By isolating five bacterial strains of endophytes found inside S. halepense rhizomes (subterranean stems used for storage and vegetative reproduction) and growing them in the lab in different mixtures of substrates, the authors determined that these microbes were able to fix and mobilize nitrogen, phosphorus, and iron. All three are important elements associated with plant growth; however, some were produced in excess of what would be needed for plant growth. Indeed, perhaps somewhat alarmingly, the amount of iron that was produced reached levels that are toxic to many crops—and may even inhibit establishment of native species.
Furthermore, the authors were able to show that not only can this invasive plant acquire microbes from the environment, but that it is also capable of passing them on to the next generation via seeds.
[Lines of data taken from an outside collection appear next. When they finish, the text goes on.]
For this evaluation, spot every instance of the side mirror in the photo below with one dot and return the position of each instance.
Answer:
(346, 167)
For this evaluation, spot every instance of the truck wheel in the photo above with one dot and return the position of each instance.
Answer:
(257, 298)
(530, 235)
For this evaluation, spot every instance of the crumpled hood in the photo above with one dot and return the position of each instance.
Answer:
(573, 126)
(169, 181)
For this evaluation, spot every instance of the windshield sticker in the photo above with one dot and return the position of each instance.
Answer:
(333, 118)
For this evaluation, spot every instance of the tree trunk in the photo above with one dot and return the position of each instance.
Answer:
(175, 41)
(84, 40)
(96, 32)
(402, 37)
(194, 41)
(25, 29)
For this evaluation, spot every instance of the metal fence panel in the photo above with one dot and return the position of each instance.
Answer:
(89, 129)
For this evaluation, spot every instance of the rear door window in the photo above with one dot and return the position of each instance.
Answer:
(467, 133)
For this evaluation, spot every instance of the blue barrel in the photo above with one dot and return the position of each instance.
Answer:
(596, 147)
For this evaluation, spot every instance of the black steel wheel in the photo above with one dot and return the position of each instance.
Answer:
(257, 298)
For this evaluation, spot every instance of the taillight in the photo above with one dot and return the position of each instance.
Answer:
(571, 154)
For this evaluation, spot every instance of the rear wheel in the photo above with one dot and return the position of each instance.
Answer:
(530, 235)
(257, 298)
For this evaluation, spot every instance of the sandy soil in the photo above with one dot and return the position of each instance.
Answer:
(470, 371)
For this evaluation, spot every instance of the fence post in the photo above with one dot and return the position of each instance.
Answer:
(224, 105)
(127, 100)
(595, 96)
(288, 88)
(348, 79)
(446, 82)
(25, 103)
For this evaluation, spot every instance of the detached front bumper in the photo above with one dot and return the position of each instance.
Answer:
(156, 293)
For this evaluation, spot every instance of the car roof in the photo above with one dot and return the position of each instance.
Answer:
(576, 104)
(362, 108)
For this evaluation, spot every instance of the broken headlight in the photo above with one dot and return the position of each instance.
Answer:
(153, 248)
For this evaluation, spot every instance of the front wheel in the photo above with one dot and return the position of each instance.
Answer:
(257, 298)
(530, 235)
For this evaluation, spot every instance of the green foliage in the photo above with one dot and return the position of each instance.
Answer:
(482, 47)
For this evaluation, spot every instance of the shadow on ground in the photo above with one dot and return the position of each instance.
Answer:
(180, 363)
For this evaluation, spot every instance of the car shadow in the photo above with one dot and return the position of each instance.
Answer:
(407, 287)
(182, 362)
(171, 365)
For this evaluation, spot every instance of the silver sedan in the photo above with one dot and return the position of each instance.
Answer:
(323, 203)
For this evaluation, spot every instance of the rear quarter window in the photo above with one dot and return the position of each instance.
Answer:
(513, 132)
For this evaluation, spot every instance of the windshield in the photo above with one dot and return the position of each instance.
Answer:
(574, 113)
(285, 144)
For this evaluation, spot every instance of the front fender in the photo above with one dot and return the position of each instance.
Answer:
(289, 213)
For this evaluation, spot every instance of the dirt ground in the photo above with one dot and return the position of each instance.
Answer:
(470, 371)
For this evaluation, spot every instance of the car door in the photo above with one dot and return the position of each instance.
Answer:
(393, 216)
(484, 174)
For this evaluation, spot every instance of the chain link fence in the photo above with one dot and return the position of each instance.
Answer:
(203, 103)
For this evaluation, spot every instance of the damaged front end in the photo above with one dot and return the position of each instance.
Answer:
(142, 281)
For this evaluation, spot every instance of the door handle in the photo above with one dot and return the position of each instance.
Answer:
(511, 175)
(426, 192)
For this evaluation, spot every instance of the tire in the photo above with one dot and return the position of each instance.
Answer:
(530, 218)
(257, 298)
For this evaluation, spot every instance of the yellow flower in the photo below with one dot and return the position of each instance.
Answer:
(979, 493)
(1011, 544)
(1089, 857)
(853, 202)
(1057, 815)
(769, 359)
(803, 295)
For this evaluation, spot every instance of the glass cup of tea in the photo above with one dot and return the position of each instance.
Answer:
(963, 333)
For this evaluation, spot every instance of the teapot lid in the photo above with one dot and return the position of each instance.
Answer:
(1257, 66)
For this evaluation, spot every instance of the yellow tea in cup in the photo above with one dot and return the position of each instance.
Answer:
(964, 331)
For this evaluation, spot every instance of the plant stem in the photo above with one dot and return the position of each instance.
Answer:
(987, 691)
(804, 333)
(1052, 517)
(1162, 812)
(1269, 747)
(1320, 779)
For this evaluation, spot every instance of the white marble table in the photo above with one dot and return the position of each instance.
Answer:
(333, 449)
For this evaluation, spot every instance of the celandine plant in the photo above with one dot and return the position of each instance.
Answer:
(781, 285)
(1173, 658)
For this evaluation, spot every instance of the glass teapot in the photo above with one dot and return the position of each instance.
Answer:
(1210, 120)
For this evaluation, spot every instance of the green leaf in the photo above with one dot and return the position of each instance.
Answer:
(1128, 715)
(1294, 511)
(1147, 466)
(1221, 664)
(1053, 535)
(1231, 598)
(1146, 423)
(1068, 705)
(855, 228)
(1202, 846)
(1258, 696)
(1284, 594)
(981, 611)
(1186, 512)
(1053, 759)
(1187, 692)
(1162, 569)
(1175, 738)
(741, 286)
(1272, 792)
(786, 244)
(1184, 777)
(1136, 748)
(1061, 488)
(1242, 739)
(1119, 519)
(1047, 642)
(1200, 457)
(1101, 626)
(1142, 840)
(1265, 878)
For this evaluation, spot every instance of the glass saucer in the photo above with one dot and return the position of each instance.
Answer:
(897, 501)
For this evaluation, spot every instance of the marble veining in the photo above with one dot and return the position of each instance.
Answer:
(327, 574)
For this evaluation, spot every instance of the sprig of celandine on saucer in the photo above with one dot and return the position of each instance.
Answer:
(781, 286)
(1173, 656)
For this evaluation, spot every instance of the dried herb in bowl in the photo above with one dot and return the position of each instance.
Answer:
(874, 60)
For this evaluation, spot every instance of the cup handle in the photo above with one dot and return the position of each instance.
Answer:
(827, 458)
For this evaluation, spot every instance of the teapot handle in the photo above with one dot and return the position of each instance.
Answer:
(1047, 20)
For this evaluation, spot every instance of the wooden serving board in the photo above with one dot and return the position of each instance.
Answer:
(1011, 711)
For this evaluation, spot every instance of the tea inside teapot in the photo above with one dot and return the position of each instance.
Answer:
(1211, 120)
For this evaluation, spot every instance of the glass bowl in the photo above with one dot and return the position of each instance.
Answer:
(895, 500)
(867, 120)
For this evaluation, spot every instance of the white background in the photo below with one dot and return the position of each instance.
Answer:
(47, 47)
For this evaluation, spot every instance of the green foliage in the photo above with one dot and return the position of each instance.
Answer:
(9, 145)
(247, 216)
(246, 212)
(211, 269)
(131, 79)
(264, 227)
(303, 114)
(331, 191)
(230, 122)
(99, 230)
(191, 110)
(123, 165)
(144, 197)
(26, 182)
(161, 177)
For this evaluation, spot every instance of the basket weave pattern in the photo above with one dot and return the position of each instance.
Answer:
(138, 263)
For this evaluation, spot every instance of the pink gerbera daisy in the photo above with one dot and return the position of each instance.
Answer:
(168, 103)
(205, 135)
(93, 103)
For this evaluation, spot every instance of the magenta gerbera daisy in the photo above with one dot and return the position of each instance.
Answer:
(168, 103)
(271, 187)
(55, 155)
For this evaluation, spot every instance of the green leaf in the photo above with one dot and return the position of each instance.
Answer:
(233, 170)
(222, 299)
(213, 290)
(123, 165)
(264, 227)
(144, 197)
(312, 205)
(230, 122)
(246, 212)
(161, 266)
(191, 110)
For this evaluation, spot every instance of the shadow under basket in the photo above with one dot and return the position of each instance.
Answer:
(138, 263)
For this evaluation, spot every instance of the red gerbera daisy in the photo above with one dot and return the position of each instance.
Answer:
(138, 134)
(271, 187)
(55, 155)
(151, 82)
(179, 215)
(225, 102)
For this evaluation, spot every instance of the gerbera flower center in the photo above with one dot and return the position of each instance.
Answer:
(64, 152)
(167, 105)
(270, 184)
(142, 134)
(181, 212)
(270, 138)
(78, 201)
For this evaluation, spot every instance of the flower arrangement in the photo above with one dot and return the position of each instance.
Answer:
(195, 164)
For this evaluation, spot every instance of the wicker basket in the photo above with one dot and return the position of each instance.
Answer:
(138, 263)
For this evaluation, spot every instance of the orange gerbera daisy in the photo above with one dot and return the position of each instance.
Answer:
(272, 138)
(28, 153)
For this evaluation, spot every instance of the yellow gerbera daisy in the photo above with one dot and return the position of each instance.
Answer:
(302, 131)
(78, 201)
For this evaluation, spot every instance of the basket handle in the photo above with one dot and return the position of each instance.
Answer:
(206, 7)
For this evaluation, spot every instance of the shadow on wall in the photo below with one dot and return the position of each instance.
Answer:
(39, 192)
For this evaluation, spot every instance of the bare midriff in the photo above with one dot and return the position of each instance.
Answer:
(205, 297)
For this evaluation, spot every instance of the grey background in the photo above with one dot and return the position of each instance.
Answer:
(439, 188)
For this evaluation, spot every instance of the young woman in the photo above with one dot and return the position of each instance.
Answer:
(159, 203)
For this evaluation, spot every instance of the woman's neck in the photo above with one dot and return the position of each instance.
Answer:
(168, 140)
Using a sophisticated series of intricate experiments involving growing seedlings from surface sterilized seeds in nitrogen- deprived or nitrogen-augmented soils and slurries with different suites of soil microbes, Rout and colleagues showed that these microbes enabled the grass to produce 5-fold increases in rhizomes, a primary mechanism driving invasions of this species.
These findings give us a new understanding of how an invasive plant can acquisition soil biota to its own advantage, altering the environment and changing the ecosystem in the process. By acquiring soil bacteria, S. halepense increases the bioavailable nitrogen and phosphorus in the soil, and has increased rhizome production and aboveground biomass, which in turn facilitates its spread and establishment. Moreover, these changes to the soil chemistry not only increase the competitive edge of this invasive species, but also can inhibit or eliminate the existing native species.
"This research shows that macro-scale observations, such as plant trait expression, and ecosystem functions like nutrient cycling, are more intimately connected to micro-scale influences than we might expect," summarizes Rout.
Rout's fascination with bacterial endophytes continues; she is currently exploring them from a genetic perspective to better understand the complex communication between the microbiome and the plant.
"With the growing human population and concerns for meeting the global food crisis in the coming decades, invasive plants and their microbiomes might turn out to be useful for enhancing crop yields."
"The root microbiome is as important to plant health and agricultural productivity," she concludes, "as the human microbiome is to human health."